What's the difference between a subquery, a derived table, and a CTE?
Quick Answer
A **subquery** is any `SELECT` nested inside another statement (in `WHERE`, `SELECT`, or `FROM`). A **derived table** is specifically a subquery used in the `FROM` clause, given an alias, and treated as a temporary named result set. A **CTE** (`WITH name AS (...)`) is a named, top-level query that can be referenced one or more times in the main query, and can optionally be recursive — mostly a readability/reusability improvement over a derived table, though optimizer behavior around materialization varies by engine.
Detailed Answer
These three terms describe overlapping ways of nesting one query inside another, distinguished mainly by where they appear and how reusable they are.

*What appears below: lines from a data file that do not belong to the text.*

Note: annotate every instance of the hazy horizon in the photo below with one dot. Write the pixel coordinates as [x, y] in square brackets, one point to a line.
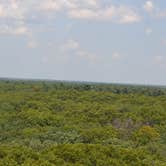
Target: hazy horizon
[84, 40]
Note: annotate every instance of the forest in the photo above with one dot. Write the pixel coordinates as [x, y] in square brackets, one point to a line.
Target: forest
[59, 123]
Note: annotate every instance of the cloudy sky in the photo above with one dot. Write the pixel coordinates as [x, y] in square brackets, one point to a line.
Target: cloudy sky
[92, 40]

Subquery — the general term
Any SELECT nested inside another SQL statement:
-- In WHERE (scalar/list subquery)
SELECT * FROM employees WHERE department_id IN (SELECT id FROM departments WHERE region = 'EU');
-- In SELECT (scalar subquery, must return exactly one value)
SELECT name, (SELECT COUNT(*) FROM orders o WHERE o.customer_id = c.id) AS order_count
FROM customers c;
Derived table — a subquery used as a table
When a subquery appears in FROM and is given an alias, it's specifically called a derived table (or "inline view"):
SELECT dept_avg.department, dept_avg.avg_salary
FROM (
SELECT department, AVG(salary) AS avg_salary
FROM employees
GROUP BY department
) AS dept_avg -- <-- the alias is mandatory in most engines
WHERE dept_avg.avg_salary > 80000;
Derived tables must be aliased, are scoped only to that one query, and can't be referenced more than once without repeating the whole subquery.

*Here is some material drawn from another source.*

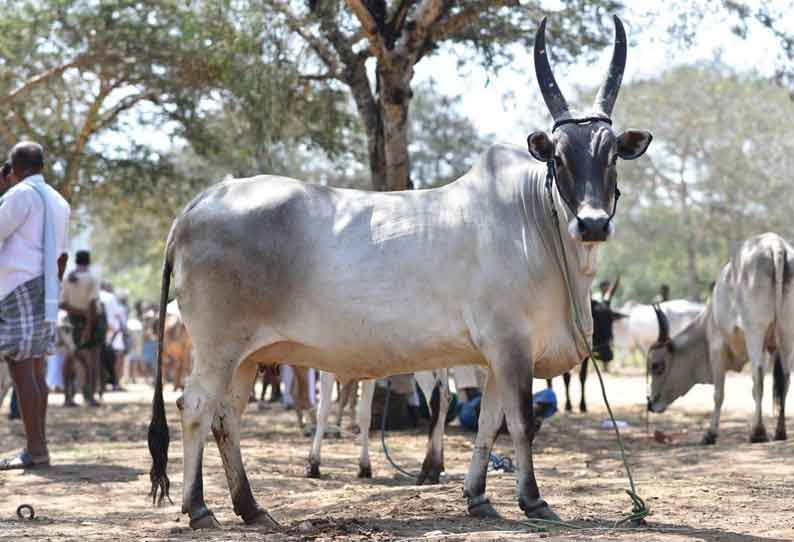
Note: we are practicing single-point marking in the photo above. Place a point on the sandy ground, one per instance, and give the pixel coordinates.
(96, 489)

CTE — a named, top-level, (optionally) reusable query
WITH dept_avg AS (
SELECT department, AVG(salary) AS avg_salary
FROM employees
GROUP BY department
)
SELECT e.name, e.salary, d.avg_salary
FROM employees e
JOIN dept_avg d ON e.department = d.department
WHERE e.salary > d.avg_salary;
Advantages over a derived table:
- Readability — complex queries read top-to-bottom instead of nesting inward.

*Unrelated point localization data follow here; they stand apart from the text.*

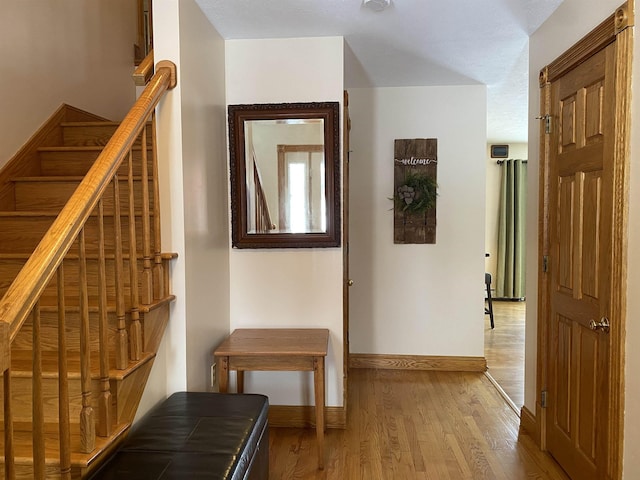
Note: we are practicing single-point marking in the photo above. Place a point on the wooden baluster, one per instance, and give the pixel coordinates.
(87, 421)
(63, 383)
(122, 337)
(147, 274)
(37, 418)
(159, 284)
(9, 453)
(135, 330)
(104, 401)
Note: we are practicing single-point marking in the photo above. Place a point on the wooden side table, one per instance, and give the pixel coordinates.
(278, 349)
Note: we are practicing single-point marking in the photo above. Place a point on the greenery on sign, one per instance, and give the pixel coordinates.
(417, 194)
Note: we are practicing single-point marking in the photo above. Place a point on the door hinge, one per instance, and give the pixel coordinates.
(547, 122)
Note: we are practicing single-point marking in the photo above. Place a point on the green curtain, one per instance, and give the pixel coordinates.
(510, 273)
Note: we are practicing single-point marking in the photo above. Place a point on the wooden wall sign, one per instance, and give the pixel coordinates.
(415, 183)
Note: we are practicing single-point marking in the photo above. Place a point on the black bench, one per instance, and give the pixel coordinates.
(196, 435)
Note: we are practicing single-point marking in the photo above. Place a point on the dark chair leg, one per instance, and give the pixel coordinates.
(489, 309)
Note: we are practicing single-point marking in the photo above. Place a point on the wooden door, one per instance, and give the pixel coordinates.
(580, 234)
(586, 95)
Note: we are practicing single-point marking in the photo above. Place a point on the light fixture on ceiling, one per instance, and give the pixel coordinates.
(376, 5)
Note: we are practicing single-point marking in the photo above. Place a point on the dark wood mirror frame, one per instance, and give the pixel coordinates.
(238, 115)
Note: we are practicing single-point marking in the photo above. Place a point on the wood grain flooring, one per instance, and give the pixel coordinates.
(504, 348)
(416, 425)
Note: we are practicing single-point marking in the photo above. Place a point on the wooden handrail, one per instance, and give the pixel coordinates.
(262, 215)
(31, 281)
(143, 72)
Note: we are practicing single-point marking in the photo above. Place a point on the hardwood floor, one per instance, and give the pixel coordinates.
(416, 425)
(504, 348)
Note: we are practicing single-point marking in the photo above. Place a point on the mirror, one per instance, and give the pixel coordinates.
(285, 175)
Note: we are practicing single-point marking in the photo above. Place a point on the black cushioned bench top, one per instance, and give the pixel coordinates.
(192, 435)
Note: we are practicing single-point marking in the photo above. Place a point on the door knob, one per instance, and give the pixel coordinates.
(603, 325)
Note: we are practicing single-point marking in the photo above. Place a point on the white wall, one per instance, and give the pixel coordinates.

- Reusability within one statement — the same CTE can be joined against multiple times without repeating its definition.
- Recursion —
WITH RECURSIVElets a CTE reference itself, which is impossible with a plain derived table (used for hierarchies/graphs — see the recursive CTE question).
Materialization caveat
Historically, PostgreSQL always materialized (fully computed and stored) CTE results before using them, which could hurt performance versus an equivalent derived table the optimizer could inline and push predicates into. As of PostgreSQL 12, CTEs are inlined by default (like a derived table) unless marked MATERIALIZED, referenced multiple times, or recursive. Always check your engine's current CTE optimization behavior rather than assuming — it's one of the more version-sensitive areas of SQL.